Il comandante del Norm di Merate è stato il primo testimone a comparire nel giorno della prima udienza al processo che vede il dottor Pignoli accusato di violenza sessuale e abuso d’ufficio, perché avrebbe anche convinto diverse assistite operate al Mandic di Merate a sottoporsi ad altri accertamenti nel suo studio privato.

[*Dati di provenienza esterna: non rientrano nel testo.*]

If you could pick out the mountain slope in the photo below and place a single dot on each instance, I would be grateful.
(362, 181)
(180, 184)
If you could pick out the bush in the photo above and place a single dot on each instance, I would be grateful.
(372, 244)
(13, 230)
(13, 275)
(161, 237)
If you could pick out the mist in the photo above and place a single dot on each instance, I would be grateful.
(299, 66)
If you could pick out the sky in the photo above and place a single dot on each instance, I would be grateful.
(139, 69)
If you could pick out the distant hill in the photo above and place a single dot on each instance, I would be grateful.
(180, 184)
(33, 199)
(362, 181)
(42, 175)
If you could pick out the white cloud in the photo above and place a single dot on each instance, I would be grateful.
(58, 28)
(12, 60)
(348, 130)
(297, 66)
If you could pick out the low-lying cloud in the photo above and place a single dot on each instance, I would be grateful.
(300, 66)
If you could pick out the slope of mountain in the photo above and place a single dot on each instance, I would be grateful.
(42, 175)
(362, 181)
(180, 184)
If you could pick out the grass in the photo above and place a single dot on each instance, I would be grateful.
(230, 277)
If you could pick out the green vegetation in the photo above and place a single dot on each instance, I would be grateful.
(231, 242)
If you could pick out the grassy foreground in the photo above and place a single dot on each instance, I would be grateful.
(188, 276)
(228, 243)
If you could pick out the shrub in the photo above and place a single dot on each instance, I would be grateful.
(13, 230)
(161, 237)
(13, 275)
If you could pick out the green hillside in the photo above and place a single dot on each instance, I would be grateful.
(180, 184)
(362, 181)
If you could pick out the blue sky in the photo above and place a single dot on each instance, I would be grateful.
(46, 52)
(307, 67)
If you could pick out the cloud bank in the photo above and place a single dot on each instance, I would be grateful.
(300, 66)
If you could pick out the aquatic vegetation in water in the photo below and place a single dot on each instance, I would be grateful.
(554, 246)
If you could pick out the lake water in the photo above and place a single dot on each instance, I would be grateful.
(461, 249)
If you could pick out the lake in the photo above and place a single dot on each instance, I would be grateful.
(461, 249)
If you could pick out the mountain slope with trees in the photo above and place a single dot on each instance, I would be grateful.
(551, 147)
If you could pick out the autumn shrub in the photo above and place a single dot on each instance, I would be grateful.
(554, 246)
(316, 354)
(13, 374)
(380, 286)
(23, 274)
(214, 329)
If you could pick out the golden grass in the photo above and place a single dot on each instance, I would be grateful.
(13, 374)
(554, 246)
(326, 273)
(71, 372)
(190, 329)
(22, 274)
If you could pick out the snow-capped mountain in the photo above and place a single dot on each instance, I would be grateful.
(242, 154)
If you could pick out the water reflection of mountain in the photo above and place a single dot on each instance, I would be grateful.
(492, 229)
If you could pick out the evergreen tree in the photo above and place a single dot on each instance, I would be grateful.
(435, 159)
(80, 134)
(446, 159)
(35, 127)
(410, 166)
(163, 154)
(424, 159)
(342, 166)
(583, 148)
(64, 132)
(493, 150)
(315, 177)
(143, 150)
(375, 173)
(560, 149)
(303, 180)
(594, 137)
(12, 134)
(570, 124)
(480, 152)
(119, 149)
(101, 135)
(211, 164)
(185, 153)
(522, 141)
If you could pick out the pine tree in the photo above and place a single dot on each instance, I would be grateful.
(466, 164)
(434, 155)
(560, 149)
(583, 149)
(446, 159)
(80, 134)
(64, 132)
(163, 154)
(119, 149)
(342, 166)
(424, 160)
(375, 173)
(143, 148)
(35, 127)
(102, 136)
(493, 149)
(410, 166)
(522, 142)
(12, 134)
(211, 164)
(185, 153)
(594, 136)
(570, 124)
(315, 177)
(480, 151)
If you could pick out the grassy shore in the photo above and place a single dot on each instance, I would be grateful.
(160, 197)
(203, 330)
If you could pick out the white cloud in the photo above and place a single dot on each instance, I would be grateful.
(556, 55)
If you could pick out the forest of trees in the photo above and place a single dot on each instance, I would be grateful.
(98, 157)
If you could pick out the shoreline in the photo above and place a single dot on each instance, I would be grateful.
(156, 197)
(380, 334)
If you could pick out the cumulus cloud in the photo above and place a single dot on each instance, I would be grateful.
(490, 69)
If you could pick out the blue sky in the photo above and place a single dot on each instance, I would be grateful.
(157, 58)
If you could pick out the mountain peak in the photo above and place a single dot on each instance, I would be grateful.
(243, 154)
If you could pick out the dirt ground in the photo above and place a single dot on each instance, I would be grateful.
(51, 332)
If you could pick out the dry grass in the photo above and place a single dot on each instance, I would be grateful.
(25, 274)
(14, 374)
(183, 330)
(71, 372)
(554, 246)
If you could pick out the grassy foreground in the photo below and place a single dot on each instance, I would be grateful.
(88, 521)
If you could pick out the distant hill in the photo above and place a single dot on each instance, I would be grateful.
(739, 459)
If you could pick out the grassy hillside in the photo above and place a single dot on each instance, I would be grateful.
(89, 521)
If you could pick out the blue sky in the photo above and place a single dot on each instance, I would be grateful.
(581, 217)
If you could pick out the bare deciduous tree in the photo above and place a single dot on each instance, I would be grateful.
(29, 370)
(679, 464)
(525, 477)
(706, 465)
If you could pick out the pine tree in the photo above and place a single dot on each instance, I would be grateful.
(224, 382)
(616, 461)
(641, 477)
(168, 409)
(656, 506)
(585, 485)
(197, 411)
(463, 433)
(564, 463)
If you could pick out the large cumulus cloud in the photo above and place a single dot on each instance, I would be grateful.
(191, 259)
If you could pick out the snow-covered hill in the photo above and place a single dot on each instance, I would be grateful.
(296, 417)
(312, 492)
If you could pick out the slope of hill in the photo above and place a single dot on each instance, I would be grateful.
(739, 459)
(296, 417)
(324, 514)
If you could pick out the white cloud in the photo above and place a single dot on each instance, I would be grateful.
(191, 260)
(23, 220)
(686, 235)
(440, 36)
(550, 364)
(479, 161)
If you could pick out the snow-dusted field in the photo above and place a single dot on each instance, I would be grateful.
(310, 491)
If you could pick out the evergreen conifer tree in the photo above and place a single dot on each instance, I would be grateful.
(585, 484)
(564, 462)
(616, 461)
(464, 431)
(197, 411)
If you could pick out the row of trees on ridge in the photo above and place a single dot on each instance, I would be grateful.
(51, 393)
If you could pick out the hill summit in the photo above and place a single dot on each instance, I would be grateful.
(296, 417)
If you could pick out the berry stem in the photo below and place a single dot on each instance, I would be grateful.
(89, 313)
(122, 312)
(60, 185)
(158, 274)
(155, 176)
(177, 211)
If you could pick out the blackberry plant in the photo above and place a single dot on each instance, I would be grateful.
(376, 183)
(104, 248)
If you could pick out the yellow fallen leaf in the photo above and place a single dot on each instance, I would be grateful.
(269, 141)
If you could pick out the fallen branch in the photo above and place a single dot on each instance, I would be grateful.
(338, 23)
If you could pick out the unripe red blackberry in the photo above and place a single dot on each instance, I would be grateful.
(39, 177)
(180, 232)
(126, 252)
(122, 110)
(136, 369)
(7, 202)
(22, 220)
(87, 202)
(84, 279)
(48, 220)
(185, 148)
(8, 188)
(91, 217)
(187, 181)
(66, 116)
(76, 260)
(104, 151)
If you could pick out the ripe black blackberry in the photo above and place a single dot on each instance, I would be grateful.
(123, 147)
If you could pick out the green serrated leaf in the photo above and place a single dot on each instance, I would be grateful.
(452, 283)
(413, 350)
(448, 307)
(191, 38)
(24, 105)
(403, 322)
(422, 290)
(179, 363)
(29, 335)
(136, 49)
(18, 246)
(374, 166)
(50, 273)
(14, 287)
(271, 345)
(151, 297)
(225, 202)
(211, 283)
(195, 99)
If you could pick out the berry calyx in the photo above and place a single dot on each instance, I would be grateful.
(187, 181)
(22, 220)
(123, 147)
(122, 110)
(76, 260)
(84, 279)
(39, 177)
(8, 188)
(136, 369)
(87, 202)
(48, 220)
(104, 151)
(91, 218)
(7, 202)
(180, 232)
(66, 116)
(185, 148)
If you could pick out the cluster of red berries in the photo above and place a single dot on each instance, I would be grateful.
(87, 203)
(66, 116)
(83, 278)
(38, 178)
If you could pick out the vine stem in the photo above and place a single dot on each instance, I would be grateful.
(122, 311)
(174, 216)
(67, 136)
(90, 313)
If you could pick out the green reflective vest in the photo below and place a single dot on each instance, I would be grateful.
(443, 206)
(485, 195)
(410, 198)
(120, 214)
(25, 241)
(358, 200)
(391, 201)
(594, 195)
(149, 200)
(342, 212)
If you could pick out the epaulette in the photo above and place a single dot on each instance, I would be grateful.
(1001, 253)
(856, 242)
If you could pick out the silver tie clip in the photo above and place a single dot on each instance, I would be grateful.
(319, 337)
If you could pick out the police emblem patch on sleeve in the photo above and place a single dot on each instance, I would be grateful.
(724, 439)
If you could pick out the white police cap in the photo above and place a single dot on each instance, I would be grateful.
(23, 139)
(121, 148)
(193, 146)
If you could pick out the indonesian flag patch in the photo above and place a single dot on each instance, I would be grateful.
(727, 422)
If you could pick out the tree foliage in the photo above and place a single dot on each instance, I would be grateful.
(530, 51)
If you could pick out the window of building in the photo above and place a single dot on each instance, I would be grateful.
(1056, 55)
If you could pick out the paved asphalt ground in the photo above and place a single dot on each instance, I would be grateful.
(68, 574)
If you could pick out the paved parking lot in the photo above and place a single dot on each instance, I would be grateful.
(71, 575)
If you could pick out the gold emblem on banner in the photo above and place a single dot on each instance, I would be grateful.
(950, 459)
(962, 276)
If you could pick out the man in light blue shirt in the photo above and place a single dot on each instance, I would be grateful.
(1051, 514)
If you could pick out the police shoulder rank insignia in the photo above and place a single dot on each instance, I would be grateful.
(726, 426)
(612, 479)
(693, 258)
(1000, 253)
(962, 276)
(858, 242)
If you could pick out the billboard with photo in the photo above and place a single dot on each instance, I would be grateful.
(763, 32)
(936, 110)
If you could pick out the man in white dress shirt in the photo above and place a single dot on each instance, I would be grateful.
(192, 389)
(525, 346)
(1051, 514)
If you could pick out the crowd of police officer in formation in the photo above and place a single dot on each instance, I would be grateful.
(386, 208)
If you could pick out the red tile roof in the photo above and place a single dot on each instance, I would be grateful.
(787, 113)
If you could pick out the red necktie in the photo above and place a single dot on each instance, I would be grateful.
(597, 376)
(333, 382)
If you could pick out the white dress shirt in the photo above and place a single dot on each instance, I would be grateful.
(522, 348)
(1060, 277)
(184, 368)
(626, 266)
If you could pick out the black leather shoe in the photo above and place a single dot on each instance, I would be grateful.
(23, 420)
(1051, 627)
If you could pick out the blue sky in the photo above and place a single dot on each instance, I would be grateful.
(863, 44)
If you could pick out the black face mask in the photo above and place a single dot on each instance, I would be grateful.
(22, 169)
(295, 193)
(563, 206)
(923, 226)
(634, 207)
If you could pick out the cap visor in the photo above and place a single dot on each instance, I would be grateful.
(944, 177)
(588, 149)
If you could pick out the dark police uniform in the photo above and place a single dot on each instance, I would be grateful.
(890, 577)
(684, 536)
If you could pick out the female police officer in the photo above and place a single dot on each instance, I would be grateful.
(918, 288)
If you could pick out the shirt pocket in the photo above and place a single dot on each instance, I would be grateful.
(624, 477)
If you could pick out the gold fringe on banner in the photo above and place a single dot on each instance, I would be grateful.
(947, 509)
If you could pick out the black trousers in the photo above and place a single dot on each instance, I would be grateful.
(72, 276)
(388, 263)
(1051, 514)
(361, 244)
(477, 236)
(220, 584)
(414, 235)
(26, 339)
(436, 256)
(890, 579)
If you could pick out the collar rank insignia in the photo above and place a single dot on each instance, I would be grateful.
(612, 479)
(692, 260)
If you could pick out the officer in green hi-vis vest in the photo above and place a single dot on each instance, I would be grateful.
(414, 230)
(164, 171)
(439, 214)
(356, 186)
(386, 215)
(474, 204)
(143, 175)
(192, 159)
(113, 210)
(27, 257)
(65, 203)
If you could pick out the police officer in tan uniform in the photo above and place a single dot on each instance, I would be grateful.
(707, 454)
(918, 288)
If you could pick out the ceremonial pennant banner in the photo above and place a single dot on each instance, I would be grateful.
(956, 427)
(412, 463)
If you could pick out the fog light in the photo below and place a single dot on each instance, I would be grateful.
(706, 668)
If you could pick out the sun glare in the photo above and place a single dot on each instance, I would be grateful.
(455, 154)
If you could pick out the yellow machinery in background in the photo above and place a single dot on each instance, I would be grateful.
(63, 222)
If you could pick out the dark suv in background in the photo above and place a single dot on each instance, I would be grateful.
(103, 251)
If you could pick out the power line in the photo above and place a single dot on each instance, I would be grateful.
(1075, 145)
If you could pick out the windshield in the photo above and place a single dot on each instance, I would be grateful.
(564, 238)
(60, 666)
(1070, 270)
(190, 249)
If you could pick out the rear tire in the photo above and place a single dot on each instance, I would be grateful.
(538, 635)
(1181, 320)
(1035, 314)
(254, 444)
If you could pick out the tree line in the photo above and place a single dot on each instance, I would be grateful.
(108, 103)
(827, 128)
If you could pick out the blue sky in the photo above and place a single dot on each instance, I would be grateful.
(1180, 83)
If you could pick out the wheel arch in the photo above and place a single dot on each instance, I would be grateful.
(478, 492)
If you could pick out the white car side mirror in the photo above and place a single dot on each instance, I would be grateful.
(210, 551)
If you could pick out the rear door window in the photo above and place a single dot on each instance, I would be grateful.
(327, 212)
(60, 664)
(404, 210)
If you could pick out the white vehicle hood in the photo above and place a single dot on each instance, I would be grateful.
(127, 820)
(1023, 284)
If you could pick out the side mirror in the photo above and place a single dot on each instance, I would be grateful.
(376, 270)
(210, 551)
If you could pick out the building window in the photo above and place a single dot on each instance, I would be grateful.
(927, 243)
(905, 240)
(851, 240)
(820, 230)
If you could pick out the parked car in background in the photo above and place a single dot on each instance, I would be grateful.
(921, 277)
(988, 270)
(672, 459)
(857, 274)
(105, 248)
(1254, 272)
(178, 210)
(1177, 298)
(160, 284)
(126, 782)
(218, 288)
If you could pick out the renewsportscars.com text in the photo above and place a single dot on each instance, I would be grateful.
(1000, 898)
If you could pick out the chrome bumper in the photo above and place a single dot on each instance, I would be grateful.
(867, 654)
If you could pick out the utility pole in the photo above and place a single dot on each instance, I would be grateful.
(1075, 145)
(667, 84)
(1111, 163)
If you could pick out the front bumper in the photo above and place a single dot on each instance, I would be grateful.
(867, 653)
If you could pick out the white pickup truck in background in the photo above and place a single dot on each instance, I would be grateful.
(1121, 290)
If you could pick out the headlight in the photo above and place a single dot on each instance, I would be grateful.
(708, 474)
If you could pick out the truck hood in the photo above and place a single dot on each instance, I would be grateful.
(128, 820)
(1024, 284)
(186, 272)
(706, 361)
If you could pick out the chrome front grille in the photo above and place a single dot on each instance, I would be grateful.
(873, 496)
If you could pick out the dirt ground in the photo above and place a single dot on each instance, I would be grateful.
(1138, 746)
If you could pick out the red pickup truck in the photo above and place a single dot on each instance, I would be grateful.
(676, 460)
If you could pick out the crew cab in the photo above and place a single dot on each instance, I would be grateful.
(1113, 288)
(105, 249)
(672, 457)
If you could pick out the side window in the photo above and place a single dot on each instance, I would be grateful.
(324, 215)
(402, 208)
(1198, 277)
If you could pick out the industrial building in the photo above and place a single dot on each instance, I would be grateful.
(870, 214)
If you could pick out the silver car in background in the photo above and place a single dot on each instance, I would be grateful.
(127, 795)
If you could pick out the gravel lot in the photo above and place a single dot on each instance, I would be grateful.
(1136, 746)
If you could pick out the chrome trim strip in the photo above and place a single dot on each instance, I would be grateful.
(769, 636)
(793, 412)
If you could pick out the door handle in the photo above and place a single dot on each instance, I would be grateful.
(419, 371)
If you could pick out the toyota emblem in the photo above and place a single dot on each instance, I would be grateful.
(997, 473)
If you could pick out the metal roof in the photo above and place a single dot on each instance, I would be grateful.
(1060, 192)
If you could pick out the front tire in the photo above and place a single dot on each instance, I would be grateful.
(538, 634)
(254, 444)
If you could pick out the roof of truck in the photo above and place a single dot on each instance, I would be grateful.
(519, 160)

Naturalmente facendosi pagare il consulto, che invece sarebbe stato completamente gratuito se svolto sempre nei poliambulatori del Mandic.

Il secondo teste ad essere sentita è stata la dottoressa Patrizia Monti, che di fatto avviò le indagini «girando» le mail ai carabinieri nelle quali alcune pazienti «si lamentavano del comportamento del dottor Pignoli - ha spiegato in aula il direttore sanitario dell’azienda ospedaliera - che indugiava sulle parti intime, del suo affanno respiratorio durante l’esame e in generale di una brutta sensazione percepita durante quelle visite». fatti e sensazioni che le stesse pazienti «mi hanno poi confermato di persona quando sono state convocate in direzione», ha aggiunto la dottoressa Monti.

Convinta che qualcosa non quadrasse, il direttore sanitario si rivolge ai carabinieri i quali avviarono indagini a tutto campo, «durante le quali abbiamo interrogato tutte le pazienti donne fino ad un’età di cinquant’anni - ha spiegato il luogotenente Montanari - a cui si sono aggiunte perquisizioni nello studio del chirurgo e al domicilio, dove abbiamo anche trovato materiale pornografico».

 

In aula il dottor Pignoli - che nel frattempo è ai domiciliari dal 22 ottobre scorso e sul quale pesa una precedente condanna per violenza sessuale (2000, poi passata in giudicato) emessa dal tribunale di Bergamo - ha voluto rendere anche spontanea dichiarazione chiedendo che sulla pratica con eco-doppler da lui utilizzata per il trattamento delle vene varicose venissero accolte due perizie di super esperti «per spiegare che con quella tecnica si lavora così». Perizie che il collegio presieduto da Salvatore Catalano ha ritenuto però di non accettare prima di ascoltare gli stessi esperti. Il processo è stato aggiornato al 4 luglio prossimo per sentire tutti i test del pm e delle parti civili.